Databases can be dangerous things. They are very easily misread, and if you ignore the GIGO (Garbage In, Garbage Out) maxim you can get a slanted idea what is going in around you that denies the evidence of your own eyes. Badly edited mailing lists can waste time and money as well as annoying the customers, as our morning post, half of which goes straight in the bin, attests. An expensive travel firm we will never use has got hold of Mrs. Misfit's name, presumably they bought someone else's mailing list, which has resulted in our mail box being clogged by thick brochures, in which we are not in the slightest interested. The more the brochures come the more we tell ourselves their holidays must be too dear because the clients have pay for the brochures, so the whole operation is counterproductive. We have tried everything to stop them coming but they are implacable. Once on the mailing list even death, I suspect, will not get you off

We have a daughter in the computer business, who tells us they must reckon the cost of taking our name off their list is greater than the cost of annoying us. Daft, but most likely true. She tells me she could easily adjust their programme so that people who did not respond got taken off the list, but many firms think nagging their customers and everyone else is clever.
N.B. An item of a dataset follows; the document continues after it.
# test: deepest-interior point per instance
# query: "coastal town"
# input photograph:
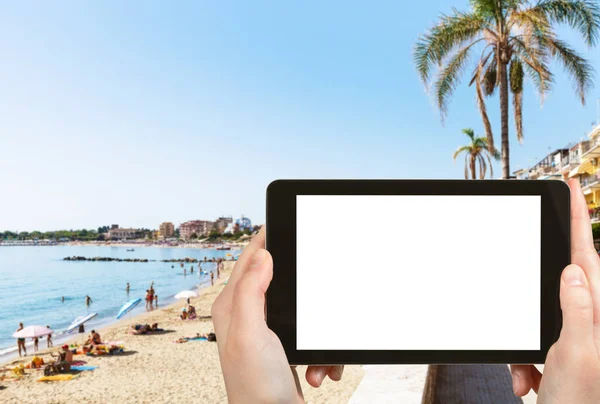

And now e-mail allows these people to bother you every day, at very low cost, even though being in the shoe business we have no interest in revising bodily parts most of our staff do not have, so we have had to buy a spam blocker. Thanks guys.

Do not expect a computer to suffer from common sense and don't let it run your business, which sounds obvious, but we are increasingly beset by firms who appear to have no humans on their workforce. Computers need watching all the time, otherwise they do daft things and make their owners look ridiculous, like the outfit who set their solicitor on me because my account was overdue in spite of my repeated protestations. For some reason the lawman balked at suing me when I was in credit.

What is more worrying, though, are companies who have got so far into cyberspace that they live there and nowhere else, one of which I encountered recently. There used to a rule that the name and address, registration number and names of the directors had to appear on all correspondence, so if things went wrong you knew which window to throw a brick through.

I thought it was just fly-by-nights and dodgy builders who kept their addresses secret until I needed to contact a company (not a supplier) about their service which was causing me grief. My problem was not covered by the FAQ's on their website and the call centre was useless, so in desperation I thought I would write a furious letter until I realised there was no address in the bill - after all - why should there be when they won't accept cheques? Nor was there any sign they operated from an actual building anywhere on the copious literature they spewed out. But I was too clever for them . Companies House came up with an address, so I sent them the letter and if they don't answer I'm getting my placard ready so I can march up and down outside their Head Office until they sort out my problem.

Unless of course it turns out that the Registered Office address Companies House gave me is their accountant's office, or even worse, a dodgy accommodation address - could they exist in an old shoe box at the back of a newsagents? Sorry - my imagination is running away with me.

But what about a new brand I heard about. Their publicity was full of the brilliant idea their young founder had had and the way he had developed it against all odds. It was only when I studied the leaflet which had come through the post and his website to find out where he came from that silence reigned. I am sure he will go far, if we can establish where he started from.